As described by IBM itself, the new processor “has the potential to execute complex quantum computations far beyond the computational capacity of any classical computer” They also reflect this with a comparison: the number of classical bits needed to represent a state in the IBM Osprey processor far exceeds the total number of atoms in the known universe.
But what is a cubit?
Terminology is useless without a prior explanation. A cubit is the minimum unit of quantum computation. In common technology, the bit is used. But the difference with the cubit is that it does not have only two values (0 and 1), but can have these or any superposition of them.
If a current supercomputer can perform millions of operations with bits (according to El País, IBM’s Summit is capable of processing more than 200,000 million calculations per second), a quantum computer can perform trillions. Hence the importance of increasing the capacity of cubits in the models under development and minimizing the errors that affect this technology.
What we can expect in the future
IBM’s goal is clear: more than 4,000 cubits by 2025. The timetable is set and, so far, IBM is on schedule.
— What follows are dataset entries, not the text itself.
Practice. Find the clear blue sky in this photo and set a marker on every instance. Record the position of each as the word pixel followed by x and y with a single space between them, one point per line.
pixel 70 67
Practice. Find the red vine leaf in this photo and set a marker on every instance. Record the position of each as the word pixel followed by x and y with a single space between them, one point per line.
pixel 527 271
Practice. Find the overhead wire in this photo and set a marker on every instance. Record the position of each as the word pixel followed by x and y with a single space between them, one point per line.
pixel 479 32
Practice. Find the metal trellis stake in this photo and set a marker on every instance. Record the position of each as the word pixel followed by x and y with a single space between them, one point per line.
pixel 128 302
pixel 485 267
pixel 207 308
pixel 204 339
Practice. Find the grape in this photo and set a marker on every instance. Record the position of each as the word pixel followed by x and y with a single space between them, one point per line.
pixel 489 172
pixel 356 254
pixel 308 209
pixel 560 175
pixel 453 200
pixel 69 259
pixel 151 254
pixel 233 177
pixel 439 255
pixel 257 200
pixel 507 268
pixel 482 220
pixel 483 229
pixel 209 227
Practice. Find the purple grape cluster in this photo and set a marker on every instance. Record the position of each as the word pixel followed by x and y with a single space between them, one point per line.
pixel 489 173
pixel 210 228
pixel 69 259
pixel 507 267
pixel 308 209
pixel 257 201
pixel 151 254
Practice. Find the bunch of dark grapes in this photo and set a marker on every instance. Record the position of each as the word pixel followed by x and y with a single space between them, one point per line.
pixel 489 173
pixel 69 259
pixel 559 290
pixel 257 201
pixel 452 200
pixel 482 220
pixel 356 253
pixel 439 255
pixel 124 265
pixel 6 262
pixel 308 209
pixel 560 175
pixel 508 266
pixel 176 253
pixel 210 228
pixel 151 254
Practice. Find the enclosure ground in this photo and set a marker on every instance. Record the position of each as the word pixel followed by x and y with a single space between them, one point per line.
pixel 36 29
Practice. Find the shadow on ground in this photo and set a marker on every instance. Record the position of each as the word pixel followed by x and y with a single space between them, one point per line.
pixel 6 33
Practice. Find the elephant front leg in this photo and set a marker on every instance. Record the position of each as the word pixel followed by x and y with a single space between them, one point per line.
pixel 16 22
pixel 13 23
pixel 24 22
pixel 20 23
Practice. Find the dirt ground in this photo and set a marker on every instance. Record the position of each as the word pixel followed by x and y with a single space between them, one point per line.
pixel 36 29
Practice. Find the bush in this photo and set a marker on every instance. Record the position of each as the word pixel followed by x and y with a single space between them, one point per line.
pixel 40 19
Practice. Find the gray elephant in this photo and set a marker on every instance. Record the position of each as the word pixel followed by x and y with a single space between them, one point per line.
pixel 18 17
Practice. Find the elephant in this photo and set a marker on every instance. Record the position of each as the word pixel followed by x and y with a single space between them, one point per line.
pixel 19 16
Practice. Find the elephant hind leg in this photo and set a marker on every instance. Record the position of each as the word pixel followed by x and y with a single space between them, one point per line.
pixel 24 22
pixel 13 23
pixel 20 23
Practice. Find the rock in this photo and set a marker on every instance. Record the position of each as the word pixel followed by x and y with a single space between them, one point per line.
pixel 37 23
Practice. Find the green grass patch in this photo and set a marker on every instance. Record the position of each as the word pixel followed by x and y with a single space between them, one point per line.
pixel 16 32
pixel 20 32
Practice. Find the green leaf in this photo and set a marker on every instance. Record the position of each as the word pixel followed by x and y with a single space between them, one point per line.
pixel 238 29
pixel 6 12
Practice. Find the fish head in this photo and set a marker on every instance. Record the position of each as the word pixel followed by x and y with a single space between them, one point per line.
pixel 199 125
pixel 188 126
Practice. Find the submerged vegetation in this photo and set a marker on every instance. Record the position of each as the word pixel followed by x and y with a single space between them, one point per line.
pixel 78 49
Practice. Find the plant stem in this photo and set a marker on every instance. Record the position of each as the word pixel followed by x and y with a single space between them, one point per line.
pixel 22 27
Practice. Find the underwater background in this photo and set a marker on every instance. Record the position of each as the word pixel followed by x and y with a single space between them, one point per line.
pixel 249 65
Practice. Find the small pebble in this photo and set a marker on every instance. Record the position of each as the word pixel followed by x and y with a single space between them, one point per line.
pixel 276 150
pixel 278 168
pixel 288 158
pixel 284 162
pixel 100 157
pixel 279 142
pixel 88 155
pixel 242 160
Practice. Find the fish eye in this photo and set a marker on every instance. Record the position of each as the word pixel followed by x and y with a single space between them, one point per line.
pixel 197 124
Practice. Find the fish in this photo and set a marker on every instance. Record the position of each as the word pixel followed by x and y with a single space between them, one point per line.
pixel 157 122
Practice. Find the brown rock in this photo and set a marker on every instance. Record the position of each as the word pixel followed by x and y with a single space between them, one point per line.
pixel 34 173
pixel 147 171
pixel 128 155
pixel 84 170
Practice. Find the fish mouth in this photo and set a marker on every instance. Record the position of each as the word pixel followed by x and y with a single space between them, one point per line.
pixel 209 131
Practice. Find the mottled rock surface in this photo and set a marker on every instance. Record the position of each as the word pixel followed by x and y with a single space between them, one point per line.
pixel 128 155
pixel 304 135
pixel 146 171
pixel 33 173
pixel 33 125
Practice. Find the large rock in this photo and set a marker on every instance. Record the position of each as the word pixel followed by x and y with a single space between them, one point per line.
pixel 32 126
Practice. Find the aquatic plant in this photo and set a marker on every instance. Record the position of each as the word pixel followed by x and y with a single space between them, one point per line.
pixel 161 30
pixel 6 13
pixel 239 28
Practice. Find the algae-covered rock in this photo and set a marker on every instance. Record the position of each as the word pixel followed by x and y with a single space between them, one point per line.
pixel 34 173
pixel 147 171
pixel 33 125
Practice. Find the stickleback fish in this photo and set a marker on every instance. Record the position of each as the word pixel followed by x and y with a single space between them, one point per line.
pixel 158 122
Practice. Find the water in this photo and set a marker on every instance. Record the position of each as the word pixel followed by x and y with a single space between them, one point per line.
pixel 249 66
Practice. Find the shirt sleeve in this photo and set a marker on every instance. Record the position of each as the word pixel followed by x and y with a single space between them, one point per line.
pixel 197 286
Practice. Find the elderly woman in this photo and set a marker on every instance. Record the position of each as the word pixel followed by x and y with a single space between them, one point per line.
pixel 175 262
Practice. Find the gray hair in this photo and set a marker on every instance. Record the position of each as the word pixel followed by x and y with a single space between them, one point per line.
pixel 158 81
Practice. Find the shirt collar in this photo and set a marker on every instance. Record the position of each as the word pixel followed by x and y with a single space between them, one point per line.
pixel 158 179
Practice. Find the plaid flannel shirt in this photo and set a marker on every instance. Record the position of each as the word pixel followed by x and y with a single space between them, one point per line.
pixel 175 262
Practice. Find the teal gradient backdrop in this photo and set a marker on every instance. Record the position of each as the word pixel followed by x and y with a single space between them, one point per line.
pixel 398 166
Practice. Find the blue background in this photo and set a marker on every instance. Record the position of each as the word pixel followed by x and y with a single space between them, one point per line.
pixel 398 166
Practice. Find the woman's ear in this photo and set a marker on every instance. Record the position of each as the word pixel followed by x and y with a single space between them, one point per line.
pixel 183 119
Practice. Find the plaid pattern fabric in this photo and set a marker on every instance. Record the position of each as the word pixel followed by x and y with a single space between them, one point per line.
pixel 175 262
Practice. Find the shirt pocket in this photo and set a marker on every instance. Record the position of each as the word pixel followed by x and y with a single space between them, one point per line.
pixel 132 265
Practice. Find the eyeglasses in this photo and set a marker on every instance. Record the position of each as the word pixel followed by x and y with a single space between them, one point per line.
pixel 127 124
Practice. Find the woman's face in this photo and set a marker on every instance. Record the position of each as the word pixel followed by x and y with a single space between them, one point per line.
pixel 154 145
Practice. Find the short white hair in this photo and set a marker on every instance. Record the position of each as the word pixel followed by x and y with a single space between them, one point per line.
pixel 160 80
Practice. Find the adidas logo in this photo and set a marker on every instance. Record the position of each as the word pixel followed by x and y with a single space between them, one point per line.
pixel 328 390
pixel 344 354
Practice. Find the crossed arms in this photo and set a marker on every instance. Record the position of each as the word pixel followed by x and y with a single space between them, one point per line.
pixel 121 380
For this 2022 it has been 433 cubits, but for next year nothing more and nothing less than a 1,121-cubit quantum computer is planned, the first to surpass the 1,000-cubit barrier (unless another company gets ahead of it). By 2025, IBM expects to have a system above 4,000 cubits.
In addition, after the quantum computer of more than 1,000 cubits, IBM is proposing a system based on modules. Called IBM Quantym System Two, the modular quantum computer will allow modules to be connected together to create larger quantum computers. This new system would be ready by the end of 2023. By connecting three of the future quantum computers, they could obtain a system of up to 16,632 cubits.